April 08, 2020

Ice-fishing rookies should take it slow

Maybe you’re not into standing on a frozen lake waiting for a flag to spring toward the sky, or running from a heated ice shack to skim a layer of ice from around your traps as a stiff wind picks up a handful of snow and delivers it to parts of your body you thought were exempt.

It might be you’ve always been interested but just never found an ice chisel that fit your hands. You’ve heard stories about the work a power auger could perform with little effort, but you’re still reluctant to spend the money on this sport called ice fishing.

I understand where you’re coming from and that’s why you need to be broken in easy. Returning from your first trip without socks frozen to the bottom of your boots is a must. I definitely don’t want you have to break a window to enter your vehicle because your hands were shaking so much you couldn’t place the key in the door lock. This first outing needs to leave a good taste in your mouth, and keep you as warm as a cat sprawled across a toasty radiator.

So for this maiden outing leave the ice traps hanging in the garage, and keep your credit card in your pocket. That shiny new power ice auger you’re contemplating purchasing from your local Wal-Mart will be there long after the ice has cleared the lakes.

Just fire up the old clunker and aim the hood ornament at a small town south of Augusta called Randolph. It’s only a few miles from our state capital, nestled on the opposite side of the Kennebec River, and it holds claim to some excellent smelt fishing.

I don’t want to give the impression that spending an evening smelt fishing on the Kennebec is as comfortable as watching a bass tournament from your living room, but there’s no doubt it’s a pretty comfortable situation once you occupy a heated ice shack.

Smelt fishing is done entirely from inside the heated walls of a shack because that’s where the fishing hole is. It’s a pretty cheap evening out for a few couples looking for a reason to be excited about winter’s arctic air. I’ll guarantee you once the first wave of smelts tears into your bait, you’ll be hoping for more cold weather so those ice shacks remain on the river.

Although there’s still not enough ice on the rivers to support ice shacks, smelt camp owner Jim Worthing in Randolph has started fishing early, putting a couple of smelt camps into action with floats attached. These floating camps located at the edge of the Kennebec River have already been occupied by a few successful fishing parties. About this time last week a small party left their floating camp with 126 fish in their creel. “Although the best fishing is probably in January,” said Worthing, these floating camps can provide quite a fish fry while we wait for ice to cover the river. If cold weather prevails throughout December, Worthing will be busy setting up smelt camps on the Kennebec to capture the fishing action January brings. He has a heavy arsenal of smelt camps on hand, all equipped with a heater. He also has camps that will host as many as six people. During the busy season, Worthing lights up the shore of the Kennebec with his snack shack, cooking burgers well into the night for hungry anglers.

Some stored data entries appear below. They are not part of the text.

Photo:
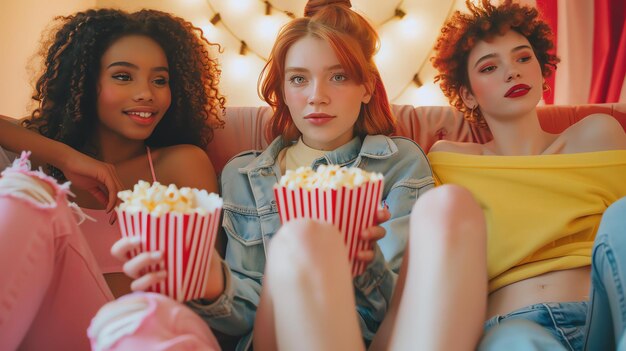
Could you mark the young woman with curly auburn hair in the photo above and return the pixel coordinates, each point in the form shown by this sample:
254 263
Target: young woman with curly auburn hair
483 23
545 222
123 97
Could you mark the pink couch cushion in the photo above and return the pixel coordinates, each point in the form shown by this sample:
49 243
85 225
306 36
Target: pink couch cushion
424 124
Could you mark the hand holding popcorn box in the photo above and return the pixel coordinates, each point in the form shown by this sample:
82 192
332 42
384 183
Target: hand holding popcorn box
182 224
348 198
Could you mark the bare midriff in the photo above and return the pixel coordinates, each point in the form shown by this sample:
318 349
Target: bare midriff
569 285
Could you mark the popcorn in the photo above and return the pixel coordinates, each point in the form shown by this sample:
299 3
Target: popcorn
345 197
181 223
157 199
327 177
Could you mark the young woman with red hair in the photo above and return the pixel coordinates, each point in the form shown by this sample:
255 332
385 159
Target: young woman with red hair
330 107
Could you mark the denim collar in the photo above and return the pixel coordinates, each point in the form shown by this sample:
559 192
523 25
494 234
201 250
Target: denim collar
372 146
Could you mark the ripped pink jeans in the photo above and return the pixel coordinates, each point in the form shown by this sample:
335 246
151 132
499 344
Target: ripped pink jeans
51 286
50 283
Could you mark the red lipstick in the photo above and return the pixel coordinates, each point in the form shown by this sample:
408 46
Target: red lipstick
517 91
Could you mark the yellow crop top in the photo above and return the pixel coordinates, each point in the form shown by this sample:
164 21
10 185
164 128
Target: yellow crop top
542 211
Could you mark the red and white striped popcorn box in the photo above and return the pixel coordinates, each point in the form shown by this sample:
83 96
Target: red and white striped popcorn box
187 242
351 210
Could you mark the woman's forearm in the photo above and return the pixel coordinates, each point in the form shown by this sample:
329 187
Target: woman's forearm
15 138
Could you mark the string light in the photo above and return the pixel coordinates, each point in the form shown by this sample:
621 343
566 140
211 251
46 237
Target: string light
416 79
269 8
399 13
216 18
243 49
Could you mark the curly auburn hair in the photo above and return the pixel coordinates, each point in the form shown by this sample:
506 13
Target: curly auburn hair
354 41
461 33
66 91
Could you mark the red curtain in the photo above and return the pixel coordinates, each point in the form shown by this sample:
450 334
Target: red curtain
609 51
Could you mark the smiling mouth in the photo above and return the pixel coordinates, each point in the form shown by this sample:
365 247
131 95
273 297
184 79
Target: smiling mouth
518 90
141 114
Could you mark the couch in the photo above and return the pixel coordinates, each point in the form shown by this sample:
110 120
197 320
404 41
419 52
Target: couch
424 124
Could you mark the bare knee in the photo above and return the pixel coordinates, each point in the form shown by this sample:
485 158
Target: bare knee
304 249
446 215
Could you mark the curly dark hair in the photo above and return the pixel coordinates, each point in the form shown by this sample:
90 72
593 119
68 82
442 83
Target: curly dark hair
461 33
66 91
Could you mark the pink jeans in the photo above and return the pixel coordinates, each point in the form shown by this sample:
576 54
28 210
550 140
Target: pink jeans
149 321
50 283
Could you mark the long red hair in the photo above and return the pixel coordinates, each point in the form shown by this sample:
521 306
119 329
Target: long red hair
354 41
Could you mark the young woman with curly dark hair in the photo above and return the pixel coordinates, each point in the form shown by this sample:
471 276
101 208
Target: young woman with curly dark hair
123 97
551 206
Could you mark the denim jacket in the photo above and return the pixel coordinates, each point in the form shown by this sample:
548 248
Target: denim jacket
251 219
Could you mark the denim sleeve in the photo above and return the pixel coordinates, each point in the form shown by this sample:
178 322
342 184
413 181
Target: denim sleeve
234 311
373 290
400 200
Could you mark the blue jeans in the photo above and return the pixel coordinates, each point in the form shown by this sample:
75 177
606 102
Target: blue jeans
596 325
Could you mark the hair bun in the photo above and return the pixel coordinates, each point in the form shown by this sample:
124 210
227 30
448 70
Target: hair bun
313 6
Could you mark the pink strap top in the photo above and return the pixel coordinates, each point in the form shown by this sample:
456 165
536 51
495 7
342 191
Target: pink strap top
101 235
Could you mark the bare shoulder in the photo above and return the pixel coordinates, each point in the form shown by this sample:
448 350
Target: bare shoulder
185 165
596 132
457 147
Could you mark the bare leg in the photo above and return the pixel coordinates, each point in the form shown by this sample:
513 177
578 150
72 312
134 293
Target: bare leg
308 273
441 296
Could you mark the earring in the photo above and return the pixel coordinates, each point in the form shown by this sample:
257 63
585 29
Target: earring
472 112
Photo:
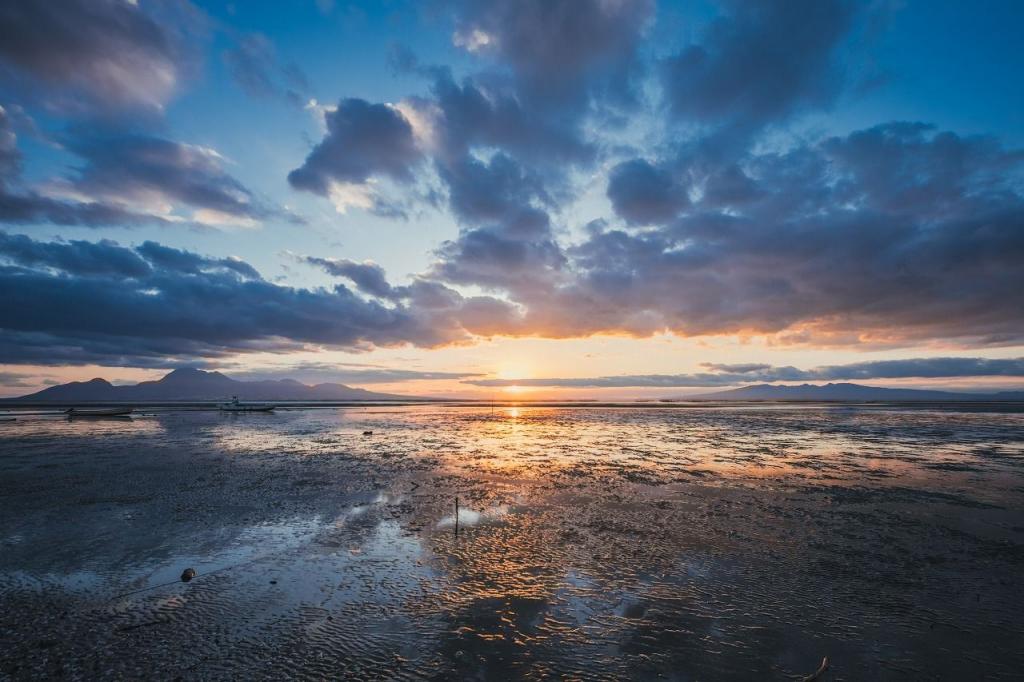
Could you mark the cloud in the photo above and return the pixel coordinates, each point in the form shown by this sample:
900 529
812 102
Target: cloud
368 276
15 380
157 175
254 65
364 141
80 302
129 180
759 64
644 195
728 375
826 247
559 51
187 262
313 373
96 55
76 257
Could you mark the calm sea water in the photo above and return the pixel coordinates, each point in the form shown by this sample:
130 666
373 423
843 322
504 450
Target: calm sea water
712 543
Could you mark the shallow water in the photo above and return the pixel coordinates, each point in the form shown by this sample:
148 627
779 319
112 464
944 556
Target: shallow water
707 543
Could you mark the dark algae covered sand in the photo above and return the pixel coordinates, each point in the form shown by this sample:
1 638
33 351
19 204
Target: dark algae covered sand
723 543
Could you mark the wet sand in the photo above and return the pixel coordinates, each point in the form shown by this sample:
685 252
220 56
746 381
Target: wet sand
722 543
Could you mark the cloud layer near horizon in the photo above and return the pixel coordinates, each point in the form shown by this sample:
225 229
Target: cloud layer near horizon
730 375
720 220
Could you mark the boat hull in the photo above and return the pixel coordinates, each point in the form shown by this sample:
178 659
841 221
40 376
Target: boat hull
247 408
111 412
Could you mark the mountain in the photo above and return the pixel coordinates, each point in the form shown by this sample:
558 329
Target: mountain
189 384
846 392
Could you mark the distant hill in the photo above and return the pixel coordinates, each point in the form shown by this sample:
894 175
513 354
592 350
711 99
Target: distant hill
188 384
846 392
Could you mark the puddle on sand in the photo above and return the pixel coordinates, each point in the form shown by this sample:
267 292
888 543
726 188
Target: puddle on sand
594 544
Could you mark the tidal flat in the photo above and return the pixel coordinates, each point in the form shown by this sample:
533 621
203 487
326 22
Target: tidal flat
721 543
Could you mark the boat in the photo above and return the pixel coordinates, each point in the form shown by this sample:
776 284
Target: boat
236 406
98 412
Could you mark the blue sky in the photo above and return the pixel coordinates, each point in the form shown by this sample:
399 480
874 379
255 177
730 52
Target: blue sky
512 189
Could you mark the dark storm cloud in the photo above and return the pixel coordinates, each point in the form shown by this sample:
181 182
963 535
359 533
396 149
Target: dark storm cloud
644 195
759 62
363 140
726 375
95 55
80 302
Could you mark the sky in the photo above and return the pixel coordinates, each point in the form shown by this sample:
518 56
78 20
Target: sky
543 199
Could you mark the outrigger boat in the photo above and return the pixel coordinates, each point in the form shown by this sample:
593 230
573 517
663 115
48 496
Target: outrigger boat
235 406
99 412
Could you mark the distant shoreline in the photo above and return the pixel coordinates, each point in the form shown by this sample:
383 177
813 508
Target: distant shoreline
181 406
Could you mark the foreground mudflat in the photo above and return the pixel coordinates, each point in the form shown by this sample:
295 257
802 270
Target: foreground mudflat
725 543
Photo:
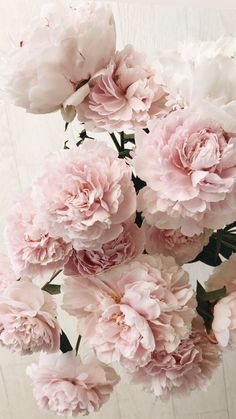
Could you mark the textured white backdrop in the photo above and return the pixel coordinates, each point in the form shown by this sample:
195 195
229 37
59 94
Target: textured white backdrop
26 139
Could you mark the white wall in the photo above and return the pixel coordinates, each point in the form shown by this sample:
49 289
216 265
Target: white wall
26 139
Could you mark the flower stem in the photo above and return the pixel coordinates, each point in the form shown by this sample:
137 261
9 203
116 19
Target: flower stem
115 141
54 275
77 344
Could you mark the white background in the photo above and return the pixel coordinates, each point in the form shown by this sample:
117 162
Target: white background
26 139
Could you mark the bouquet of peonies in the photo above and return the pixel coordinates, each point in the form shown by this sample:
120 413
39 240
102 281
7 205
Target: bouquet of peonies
119 219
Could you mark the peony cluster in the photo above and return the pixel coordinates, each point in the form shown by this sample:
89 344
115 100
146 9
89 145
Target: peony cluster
124 96
28 319
66 386
191 173
57 54
173 243
77 214
224 314
187 368
120 222
133 309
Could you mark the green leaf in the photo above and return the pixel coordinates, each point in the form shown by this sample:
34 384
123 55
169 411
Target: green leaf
65 345
211 296
138 183
230 226
225 251
52 289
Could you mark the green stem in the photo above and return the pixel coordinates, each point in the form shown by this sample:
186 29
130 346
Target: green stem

So slide a few extra dog-eared dollar bills into your billfold and make reservations for a memorable evening out. Call Jim Worthing smelt camps, in Randolph at, 207-582-3199, or send a letter to Jim Worthing, P.O. Box 1073, Gardner 04345.

These cold December days are showing their effects in the east, according to Kurt Cressey, owner of The Pine Tree Store in Grand Lake Stream. As of this past Monday, West Grand Lake was holding a thin cover of ice in Dyer Cove, and Big Lake was completely covered with ice. “At the present time, the ice is a couple weeks ahead of schedule,” Cressey said.

To the south, in the Sebago Lake area, the cold weather is performing early work freezing over a few small bodies of water. Jordan’s Store on Sebago Lake reported the lake is still open, but this year fishing on the lake could be slightly early if this cold spell continues. The lake didn’t freeze over until late January last season, and even then the entire lake wasn’t safe for fishing. Past records show that Sebago needs most of January before fishermen occupy the lake.

Here’s a few more tips on staying warm in the winter, from our Appalachian Trail hiker Brad Viles. Hike in clean clothes during the winter. Dirt and oil from your body clog dead air spaces in clothing. High-calorie foods will help compensate from the effects of cold as well, said Viles.

Answer to last week’s question: Why do moose prefer bedding in deep snow?

Deep snow acts as a blanket and allows the animal to retain body heat.

Question: What is the largest antlered mammal in North America after the moose?